India's Greenest Outsourcer?
Indian IT services provider ITC Infotech is touting its carbon-neutral status as a selling point. And that corporate focus on sustainability has the potential to woo new IT outsourcing customers away from less green competitors.
ITC Infotech's parent company has its own reasons for emphasizing corporate—and environmental—responsibility. ITC, formerly the Imperial Tobacco Company of India, began as a cigarette manufacturer. The 100-year-old conglomerate (still the biggest cigarette maker in India) has since expanded its corporate footprint to include paper, hotels, apparel, agribusiness, transportation and, of course, IT. And each of those businesses comes with its own environmental baggage. So, much the same way an oil company like BP chooses to accent its efforts to offset the damage its products do, ITC in recent years has made it a point to focus on what it calls its "triple bottom line": economic, social and environmental capital. "By the nature of the industry they operate in, ITC promotes many community-driven initiatives," says Eugene Kublanov, CEO of outsourcing advisory neoIT. "Being carbon neutral is part of that."
Whatever the motives, the company is making headway. ITC is among the first 10 companies in the world—and the first from India—to publish a sustainability report in compliance with the latest G3 guidelines of the Netherlands-based Global Reporting Initiative. ITC says it has not only become carbon neutral (through energy conservation and investments in large-scale plantations) but is also "water positive" (the company has increased water conservation and its rainwater harvesting efforts so it produces more water than it consumes). ITC says it is also making strides toward its goal of producing net zero solid waste.
Its outsourcing subsidiary ITC Infotech built its global development center campus in the heart of Bangalore (made of 36 repurposed cigarette warehouses) using recycled materials and optimizing energy usage in its data centers by using virtualization tools. The IT services provider has also worked with its parent company on a digital infrastructure initiative to connect India's rural farmers to the Internet using solar panels for power so they can monitor global pricing trends, conduct crop research and monitor the weather.
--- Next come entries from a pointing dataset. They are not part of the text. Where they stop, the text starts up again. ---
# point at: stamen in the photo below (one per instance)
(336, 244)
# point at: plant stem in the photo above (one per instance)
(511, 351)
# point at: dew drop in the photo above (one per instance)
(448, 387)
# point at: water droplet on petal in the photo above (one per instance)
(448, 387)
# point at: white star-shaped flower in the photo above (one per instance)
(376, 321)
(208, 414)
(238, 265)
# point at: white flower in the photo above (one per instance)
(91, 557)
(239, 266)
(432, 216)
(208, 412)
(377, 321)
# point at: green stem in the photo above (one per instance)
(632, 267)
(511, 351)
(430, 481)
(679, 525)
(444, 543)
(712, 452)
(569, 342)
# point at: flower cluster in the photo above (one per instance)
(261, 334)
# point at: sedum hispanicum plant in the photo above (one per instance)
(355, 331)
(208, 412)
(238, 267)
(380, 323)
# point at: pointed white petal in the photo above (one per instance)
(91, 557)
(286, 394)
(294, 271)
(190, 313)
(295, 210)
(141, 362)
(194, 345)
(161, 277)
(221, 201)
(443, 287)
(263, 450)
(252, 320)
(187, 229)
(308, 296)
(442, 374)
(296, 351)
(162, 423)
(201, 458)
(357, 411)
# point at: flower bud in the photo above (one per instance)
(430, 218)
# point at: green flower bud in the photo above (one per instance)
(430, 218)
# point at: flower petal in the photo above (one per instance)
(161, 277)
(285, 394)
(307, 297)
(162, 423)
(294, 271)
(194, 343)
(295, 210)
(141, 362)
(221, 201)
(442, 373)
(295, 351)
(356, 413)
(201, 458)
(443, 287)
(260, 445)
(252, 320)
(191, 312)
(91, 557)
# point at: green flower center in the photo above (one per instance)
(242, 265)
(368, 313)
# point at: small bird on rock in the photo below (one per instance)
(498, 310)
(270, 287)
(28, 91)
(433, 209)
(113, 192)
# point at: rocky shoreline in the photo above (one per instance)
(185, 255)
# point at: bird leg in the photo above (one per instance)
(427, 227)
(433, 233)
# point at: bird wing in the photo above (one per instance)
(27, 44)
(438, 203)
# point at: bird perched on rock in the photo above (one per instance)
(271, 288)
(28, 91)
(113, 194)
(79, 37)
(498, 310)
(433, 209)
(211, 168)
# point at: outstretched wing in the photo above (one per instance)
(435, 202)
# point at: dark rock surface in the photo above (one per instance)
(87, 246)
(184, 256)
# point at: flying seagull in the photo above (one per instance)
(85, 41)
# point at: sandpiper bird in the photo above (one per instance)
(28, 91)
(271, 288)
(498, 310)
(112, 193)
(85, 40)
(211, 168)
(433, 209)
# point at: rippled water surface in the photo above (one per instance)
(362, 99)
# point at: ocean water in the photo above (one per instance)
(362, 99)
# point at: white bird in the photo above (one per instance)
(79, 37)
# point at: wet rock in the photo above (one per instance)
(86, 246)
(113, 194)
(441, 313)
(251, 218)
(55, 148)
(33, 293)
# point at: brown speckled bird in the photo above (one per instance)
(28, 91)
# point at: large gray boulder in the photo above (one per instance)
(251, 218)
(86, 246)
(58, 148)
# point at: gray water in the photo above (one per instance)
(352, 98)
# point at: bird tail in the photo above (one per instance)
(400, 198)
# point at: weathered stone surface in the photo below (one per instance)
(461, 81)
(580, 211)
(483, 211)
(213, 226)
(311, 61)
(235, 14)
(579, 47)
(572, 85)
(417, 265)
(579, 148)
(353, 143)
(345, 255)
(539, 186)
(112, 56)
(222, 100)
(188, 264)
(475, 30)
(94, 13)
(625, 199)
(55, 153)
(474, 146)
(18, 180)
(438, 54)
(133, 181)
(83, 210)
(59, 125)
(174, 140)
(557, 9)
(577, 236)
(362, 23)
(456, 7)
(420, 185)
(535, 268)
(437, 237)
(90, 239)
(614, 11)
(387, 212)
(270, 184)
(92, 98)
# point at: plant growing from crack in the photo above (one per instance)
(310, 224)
ITC's triple bottom line "permeates all facets of our business," says Puri.
The Future of Sustainability in IT Services
Environmental responsibility has started to show up on the agenda of other IT outsourcing providers, most visibly at U.S.-based vendors. IBM made a splash earlier this year announcing Project Big Green, a pledge of $1 billion per year across its businesses to "dramatically increase the level of energy efficiency in IT." Accenture and CSC are at the top of outsourcing consultancy Brown Wilson Group's Green 50 list of outsourcers (For more, see "Top 10 Green IT Outsourcers"). But Indian IT services companies have shown less interest in pursuing green IT initiatives. "[U.S. providers] are a bit more attuned to what their customers are going to need before being asked," says Mark Kobayashi-Hillary, author of Building a Future with BRICs: The Next Decade of Offshoring. "I have talked to several of the Indian IT companies, even in the past six weeks or so, and found them totally puzzled by the green issue and why they would need to start considering it." Green technology has not gotten much media attention in India either, says neoIT's Kublanov. "I doubt that the Indian players are thinking seriously of incorporating green IT," he says.